Publication: European Urology Oncology, February 2021

Prostate-specific membrane antigen (PSMA) positron emission tomography (PET)/computed tomography (CT) is an emerging imaging modality with greater sensitivity and specificity over conventional imaging for prostate cancer (PCa) staging. Using data from two prospective trials (NCT03368547 and NCT04050215), we explored predictors of overall upstaging (nodal and metastatic) by PSMA PET/CT among patients with cN0M0 National Comprehensive Cancer Network high-risk PCa on conventional imaging (n = 213). Overall, 21.1%, 8.9%, and 23.9% of patients experienced nodal, metastatic, and overall upstaging, respectively, without histologic confirmation. On multivariable analysis, Gleason grade group (GG) and percent positive core (PPC) on systematic biopsy significantly predict overall upstaging (odds ratio [OR] 2.15, 95% confidence interval [CI] 1.33–3.45; p =  0.002; and OR 1.03, 95% CI 1.01–1.04; p <  0.001).

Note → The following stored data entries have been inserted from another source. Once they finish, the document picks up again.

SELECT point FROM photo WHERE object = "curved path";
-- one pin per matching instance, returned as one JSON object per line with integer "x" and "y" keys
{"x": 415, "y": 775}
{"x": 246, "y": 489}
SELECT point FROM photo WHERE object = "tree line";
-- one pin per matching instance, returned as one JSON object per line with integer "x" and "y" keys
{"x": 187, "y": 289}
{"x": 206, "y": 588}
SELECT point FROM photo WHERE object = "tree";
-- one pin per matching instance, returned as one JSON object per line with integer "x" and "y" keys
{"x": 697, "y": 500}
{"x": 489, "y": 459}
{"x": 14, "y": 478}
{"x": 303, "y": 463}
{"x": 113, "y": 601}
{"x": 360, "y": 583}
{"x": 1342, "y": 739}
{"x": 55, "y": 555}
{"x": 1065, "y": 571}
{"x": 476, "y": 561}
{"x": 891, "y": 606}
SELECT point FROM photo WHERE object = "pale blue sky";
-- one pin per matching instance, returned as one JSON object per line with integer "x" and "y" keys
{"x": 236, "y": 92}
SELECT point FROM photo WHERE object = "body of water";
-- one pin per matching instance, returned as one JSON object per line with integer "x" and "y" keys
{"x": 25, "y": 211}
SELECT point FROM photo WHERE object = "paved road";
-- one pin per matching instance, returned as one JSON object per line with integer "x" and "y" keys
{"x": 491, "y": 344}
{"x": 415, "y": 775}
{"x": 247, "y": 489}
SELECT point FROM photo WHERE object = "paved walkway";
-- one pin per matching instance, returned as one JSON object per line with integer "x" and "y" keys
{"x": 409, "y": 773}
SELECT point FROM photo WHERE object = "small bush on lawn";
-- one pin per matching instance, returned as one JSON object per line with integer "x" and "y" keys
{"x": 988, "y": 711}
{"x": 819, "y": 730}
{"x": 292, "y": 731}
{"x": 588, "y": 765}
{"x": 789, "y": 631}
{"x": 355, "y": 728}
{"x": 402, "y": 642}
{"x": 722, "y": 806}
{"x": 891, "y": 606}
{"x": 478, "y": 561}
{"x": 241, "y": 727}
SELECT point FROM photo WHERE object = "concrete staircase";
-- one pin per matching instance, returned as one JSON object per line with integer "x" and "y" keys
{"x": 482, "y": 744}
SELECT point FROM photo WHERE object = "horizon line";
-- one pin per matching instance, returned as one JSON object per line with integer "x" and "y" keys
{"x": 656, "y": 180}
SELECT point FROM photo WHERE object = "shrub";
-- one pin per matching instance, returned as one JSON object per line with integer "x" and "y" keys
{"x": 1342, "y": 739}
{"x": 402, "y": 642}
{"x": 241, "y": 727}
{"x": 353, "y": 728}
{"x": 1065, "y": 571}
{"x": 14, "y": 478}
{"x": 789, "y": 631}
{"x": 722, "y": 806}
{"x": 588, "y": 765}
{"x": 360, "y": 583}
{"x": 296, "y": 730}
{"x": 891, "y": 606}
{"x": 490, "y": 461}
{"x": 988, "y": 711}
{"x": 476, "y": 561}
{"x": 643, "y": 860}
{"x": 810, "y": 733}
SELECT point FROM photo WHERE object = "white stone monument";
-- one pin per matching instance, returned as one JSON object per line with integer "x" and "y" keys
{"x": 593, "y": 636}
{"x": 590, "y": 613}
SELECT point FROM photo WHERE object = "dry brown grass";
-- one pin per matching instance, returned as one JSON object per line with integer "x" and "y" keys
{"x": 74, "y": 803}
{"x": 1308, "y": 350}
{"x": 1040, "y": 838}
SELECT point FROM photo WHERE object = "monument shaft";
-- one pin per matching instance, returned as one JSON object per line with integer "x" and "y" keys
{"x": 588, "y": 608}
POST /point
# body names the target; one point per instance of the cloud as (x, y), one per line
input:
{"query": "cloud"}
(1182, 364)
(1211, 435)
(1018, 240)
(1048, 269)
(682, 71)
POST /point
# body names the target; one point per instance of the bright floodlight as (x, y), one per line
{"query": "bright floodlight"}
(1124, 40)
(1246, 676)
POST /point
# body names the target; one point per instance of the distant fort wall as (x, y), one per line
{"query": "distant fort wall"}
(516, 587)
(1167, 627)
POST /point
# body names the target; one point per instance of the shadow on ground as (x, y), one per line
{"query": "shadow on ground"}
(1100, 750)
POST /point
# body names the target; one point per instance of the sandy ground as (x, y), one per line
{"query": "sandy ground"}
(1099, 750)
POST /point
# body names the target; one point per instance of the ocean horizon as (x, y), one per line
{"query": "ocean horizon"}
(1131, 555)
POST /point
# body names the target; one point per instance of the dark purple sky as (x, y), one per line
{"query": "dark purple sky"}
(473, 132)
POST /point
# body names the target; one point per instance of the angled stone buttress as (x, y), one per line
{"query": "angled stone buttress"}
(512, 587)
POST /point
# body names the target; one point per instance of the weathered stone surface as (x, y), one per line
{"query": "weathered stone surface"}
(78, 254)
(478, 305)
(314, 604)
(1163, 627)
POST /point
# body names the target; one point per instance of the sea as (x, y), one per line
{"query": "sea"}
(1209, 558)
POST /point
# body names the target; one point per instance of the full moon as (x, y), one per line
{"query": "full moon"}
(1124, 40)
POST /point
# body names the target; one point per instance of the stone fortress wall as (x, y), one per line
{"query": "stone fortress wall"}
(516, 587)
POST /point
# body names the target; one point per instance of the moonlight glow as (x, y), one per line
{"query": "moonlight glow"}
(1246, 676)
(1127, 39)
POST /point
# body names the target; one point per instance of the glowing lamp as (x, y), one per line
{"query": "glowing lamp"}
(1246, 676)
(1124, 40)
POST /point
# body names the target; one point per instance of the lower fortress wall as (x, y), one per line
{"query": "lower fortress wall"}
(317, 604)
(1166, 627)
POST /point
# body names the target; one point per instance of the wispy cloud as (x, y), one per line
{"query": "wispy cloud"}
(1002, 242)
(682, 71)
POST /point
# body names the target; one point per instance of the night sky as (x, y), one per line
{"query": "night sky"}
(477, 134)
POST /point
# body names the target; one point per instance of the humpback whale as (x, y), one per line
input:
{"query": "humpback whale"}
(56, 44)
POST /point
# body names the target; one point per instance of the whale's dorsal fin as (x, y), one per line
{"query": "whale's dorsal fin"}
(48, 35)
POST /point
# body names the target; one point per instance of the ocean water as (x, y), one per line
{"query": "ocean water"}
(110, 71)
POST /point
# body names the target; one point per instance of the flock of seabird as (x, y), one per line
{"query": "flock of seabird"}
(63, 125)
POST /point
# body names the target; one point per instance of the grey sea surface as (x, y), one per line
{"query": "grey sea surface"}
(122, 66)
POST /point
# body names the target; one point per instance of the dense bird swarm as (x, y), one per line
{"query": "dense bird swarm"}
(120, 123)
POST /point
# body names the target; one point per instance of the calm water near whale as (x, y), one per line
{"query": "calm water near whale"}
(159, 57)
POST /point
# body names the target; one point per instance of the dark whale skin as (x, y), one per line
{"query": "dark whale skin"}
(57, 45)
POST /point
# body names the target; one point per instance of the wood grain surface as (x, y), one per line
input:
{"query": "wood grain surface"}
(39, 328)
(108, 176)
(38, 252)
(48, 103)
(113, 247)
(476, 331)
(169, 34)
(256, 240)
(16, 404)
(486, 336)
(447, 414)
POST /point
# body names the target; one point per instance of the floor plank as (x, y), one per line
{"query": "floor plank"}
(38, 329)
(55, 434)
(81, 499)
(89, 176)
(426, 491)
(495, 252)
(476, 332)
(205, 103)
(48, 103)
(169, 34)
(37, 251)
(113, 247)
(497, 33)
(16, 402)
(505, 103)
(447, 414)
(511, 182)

Overall upstaging was significantly more frequent among men with GG 5 disease (33.0% vs. 17.6%; p =  0.0097) and PPC ≥50% (33.0% vs 15.0%; p =  0.0020). We constructed a nomogram that predicts overall upstaging using initial prostate-specific antigen, PPC, GG, and cT stage, with coefficients estimated from a standard logistic regression model (using maximum likelihood estimation). It is internally validated with a tenfold cross-validated area under the receiver operating characteristic curve estimated at 0.74 (95% CI 0.67–0.82). In our cohort, 90% of patients who had a nomogram-estimated risk below the cutoff of 22% for overall upstaging could have been spared PSMA PET/CT as our model correctly predicted no upstaging. In other words, the predictive model only missed 10% of patients who would otherwise have benefitted from PSMA PET/CT.